Mr. Tamakloe then addressed the court that the EC could not exclude the existing voter ID cards as proof on the grounds because of the EC’s claims that its registration officers abandoned the Constitutional Instrument regulating its compilation and rather relied on a training manual compiled by the commission, especially when there was no proof before the court.
He said the EC could not hold that all the elections that were conducted using the current ID cards were fraught with illegalities and prayed the court for its inclusion.
Dame Angle
When called upon to present his brief oral arguments, Mr. Dame submitted that the NDC case was incompetent both in substance and in procedure.
A major problem with the case, according to the Deputy AG, was that the counsel for the NDC had failed to indicate which existing voter ID card he wanted to be included in the registration exercise.
Counsel submitted that as far as he was concerned, the voter ID card issued in 2012 under C. I. 72 had been outlawed by the Supreme Court and, therefore, could not be used for any voter registration exercise.
The one issued in 1995 under C. I. 12 was fraught with unconstitutionality, as it was not subject to the requirements of proof of eligibility. Incidentally, that card formed the basis for compilation of the 2012 register, which in turn formed the basis for cards produced under C. I. 91.
He said to compile a new register with old voter ID cards would “amount to importing the sins and ills of the old voter registration process.”
He further argued that the EC had admitted to registering many people under a training manual which directed its officials to disregard proof of eligibility and, therefore, ID cards issued under that system cannot be credible or reliable and urged the court “not to impede the EC in its quest to act constitutionally.”
When asked by the court as to why he was introducing new matters, Mr. Dame answered that the court could not shut its eyes to a matter the EC had admitted in its processes before the court.
He finally argued that the action was incompetent because at the time of its institution, there was no constitutional instrument passed by Parliament.
The Counsel for the EC, Justin Amenuvor, chose to rely solely on the EC’s statement of case filed, except to say that the register compiled in 2012 using C.I. 72 which the Supreme Court found not to be reasonably credible was the same register used for the limited registration in 2016 under C.I. 91.
Judges Concern
The judges expressed displeasure at some developments in the matter, which they said created an impression about the court in the minds of the public.

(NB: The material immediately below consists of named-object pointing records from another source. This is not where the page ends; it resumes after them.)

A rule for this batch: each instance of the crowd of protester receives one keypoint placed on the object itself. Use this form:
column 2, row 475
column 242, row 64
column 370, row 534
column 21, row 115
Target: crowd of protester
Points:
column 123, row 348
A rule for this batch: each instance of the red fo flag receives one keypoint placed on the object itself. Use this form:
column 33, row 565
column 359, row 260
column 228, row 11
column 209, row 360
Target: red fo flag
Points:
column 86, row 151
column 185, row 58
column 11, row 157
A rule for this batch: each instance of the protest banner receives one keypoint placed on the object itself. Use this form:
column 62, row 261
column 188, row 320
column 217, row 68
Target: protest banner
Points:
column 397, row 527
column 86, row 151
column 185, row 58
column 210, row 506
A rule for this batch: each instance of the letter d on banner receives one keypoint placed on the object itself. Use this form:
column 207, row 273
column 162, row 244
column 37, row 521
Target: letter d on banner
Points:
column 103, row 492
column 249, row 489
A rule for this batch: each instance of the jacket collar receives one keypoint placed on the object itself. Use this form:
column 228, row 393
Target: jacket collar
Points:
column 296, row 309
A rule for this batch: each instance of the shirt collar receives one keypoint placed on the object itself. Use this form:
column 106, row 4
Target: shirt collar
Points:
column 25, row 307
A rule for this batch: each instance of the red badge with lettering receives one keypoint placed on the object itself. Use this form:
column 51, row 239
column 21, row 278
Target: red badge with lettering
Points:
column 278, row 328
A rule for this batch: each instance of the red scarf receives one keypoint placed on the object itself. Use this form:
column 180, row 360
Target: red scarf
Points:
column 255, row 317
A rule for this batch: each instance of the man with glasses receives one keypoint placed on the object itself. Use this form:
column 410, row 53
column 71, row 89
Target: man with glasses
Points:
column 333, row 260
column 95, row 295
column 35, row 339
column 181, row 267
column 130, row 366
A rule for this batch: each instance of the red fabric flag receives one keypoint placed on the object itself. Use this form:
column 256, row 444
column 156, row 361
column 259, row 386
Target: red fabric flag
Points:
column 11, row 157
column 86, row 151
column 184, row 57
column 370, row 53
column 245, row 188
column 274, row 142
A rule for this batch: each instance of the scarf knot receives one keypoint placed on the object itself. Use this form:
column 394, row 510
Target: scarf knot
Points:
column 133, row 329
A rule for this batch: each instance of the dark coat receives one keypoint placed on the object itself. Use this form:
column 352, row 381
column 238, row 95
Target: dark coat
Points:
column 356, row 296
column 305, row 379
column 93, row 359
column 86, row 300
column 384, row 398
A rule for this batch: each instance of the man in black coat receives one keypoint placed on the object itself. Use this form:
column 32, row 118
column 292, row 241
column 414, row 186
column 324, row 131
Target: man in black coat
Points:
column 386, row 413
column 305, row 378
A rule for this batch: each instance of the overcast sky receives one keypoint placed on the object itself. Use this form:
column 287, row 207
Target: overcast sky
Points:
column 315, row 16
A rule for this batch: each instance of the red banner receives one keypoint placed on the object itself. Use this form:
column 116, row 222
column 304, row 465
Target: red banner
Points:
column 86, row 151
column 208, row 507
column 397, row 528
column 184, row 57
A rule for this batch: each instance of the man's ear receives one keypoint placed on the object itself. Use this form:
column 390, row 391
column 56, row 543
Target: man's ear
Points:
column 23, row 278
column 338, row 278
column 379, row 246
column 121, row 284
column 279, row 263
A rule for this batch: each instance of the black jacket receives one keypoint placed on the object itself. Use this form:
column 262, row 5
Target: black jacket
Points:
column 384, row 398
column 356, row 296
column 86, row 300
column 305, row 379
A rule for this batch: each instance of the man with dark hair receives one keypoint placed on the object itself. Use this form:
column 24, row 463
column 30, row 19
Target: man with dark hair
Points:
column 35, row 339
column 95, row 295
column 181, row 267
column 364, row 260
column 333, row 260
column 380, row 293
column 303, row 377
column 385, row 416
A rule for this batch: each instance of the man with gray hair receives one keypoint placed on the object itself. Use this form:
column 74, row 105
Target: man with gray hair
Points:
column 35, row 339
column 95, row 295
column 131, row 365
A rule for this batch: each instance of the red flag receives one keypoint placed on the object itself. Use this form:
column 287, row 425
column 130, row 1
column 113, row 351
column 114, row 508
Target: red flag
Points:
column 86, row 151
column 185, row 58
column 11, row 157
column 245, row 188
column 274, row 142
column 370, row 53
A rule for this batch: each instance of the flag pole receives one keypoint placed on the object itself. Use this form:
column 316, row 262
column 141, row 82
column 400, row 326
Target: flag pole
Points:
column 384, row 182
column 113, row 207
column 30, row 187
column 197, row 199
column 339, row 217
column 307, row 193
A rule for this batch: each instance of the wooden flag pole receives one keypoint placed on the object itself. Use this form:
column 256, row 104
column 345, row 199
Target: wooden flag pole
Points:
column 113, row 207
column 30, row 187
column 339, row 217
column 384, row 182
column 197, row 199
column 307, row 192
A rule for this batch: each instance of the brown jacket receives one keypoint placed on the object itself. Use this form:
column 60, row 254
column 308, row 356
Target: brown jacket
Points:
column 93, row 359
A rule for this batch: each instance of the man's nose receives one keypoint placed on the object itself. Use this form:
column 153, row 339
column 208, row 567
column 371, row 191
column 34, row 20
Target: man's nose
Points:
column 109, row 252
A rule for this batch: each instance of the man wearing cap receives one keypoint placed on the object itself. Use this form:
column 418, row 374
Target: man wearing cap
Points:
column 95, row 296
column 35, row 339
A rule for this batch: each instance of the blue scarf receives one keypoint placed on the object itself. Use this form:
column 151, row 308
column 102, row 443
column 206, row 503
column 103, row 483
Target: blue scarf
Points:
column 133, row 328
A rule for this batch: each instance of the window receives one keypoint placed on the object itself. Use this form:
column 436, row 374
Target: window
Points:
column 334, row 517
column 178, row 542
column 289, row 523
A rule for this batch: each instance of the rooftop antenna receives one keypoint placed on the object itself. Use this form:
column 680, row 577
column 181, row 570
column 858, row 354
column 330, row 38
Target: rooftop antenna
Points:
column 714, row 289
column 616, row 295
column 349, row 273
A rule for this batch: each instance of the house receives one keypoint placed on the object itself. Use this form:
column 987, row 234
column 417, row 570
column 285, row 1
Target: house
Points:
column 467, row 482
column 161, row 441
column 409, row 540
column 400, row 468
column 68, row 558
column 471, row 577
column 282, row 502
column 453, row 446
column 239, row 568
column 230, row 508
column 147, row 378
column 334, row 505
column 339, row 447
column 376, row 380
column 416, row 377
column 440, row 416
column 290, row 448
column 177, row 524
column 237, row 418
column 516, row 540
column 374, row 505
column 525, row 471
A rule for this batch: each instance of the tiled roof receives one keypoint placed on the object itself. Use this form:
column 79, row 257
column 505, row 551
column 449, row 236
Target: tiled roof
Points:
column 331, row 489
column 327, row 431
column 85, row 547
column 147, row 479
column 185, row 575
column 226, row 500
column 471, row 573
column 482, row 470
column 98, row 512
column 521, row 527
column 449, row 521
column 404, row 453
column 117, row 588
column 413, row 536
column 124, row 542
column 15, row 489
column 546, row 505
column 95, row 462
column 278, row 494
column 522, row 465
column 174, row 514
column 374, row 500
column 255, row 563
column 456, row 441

The court warned lawyers in the case to avoid granting media interviews, as well as discussing the matter on radio, and television while it was still before the court.
Heavy Security
There was a heavy security presence on the court premises yesterday, as about 15 vehicles transported police officers to the court to guard the place.
One of the judges, Justice Gbadegbe, remarked “one constitutional matter and you talk and talk. Why?”
The court has set June 23, 2020 to deliver its judgement on the matter.